Every year, Google software developers from around the world gather for an event called Google I/O. This year, I got an invitation to Mountain View to see what it's all about, and it did not disappoint.
This year's event was set up like a music festival - it was held outdoors at the Shoreline Amphitheater, which is just steps from Google's headquarters. Google expected about 7,000 people and that estimate seemed right on - the place was packed with techies.
Google I/O kicks off with a keynote to explain what is next for the company's products - including search, gadgets, software and development kits. Then it's off to breakout sessions where developers can go hands on with the new technologies, learn how to do new things and overall mingle with other like minded folks who do a lot of the same stuff everyday.
Personally, it was an amazing experience to see it all come together.
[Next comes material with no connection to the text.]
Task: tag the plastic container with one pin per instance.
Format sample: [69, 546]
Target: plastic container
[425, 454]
I got to see Google's Self Driving car in person, get a glimpse of some upcoming technologies involving Android Wear, Android Auto,
Google Glass (just kidding) and more. There was even a party where Google CEO Sundar Pichai hung out with the press. It's how I got this picture.
Here's what you need to know about the big announcements:
This is Google's answer to the Amazon Echo. It's a smart speaker you put in your home that has a new conversational virtual assistant built in called The Google Assistant. The device does several things - first, it responds to your voice commands to do everything from Google Searches to telling you what's on your calendar. It will also control your TV, music, smart home appliances and more. If this thing is half as amazing as it seems, it could be a game changer. Let's put it this way - Amazon has done really well with its Echo, but Amazon knows just a tiny bit about us. Google knows our search history, Gmail, calendar, where we live, work and go. It brings a huge depth of knowledge. Available sometime later this year; no price announced just yet.
This is a new messaging app to take on Facebook messenger and all of the other fun messaging apps out there. But this one has a secret weapon - the same smart Google Assistant (GA) is built in. That means you can easily go from chatting with friends to asking GA what time your flight is or if a restaurant is open on Sundays. The app also offers up "smart replies" when you're texting with friends. For example, if your friend sends you a picture of the hamburger they're eating it might suggest "yum!" or "that looks delicious" or "I love hamburgers too" as one touch responses. Available later this summer for iOS and Android.
This could be Google's killer app. It's a super simple video chat app and the company's answer to FaceTime. But the neat thing is that it will work on both Android and iPhones so you can keep in touch with ALL of your friends face to face. Also, you'll be able to call people using just their phone number and I'm told there is no sign up for a Google Account necessary - so the barrier to entry should be pretty slim. This could be a winner if people find it easy enough to sign up and use in place of FaceTime. There is a neat feature called "Knock, Knock" which gives you a video preview of your caller before you answer. Additionally, Google says Duo is optimized to work across various connections, whether you have a super fast internet connection or not.
What I love about Google is the open nature of their initiatives. They build apps and platforms meant to connect the world - no matter which operating system you're or language you speak. I/O is a great reminder that it's a big world out there with lots of different people and not everyone has the fastest internet connection or latest feature-packed smartphone. The future of technology will be highly personalized.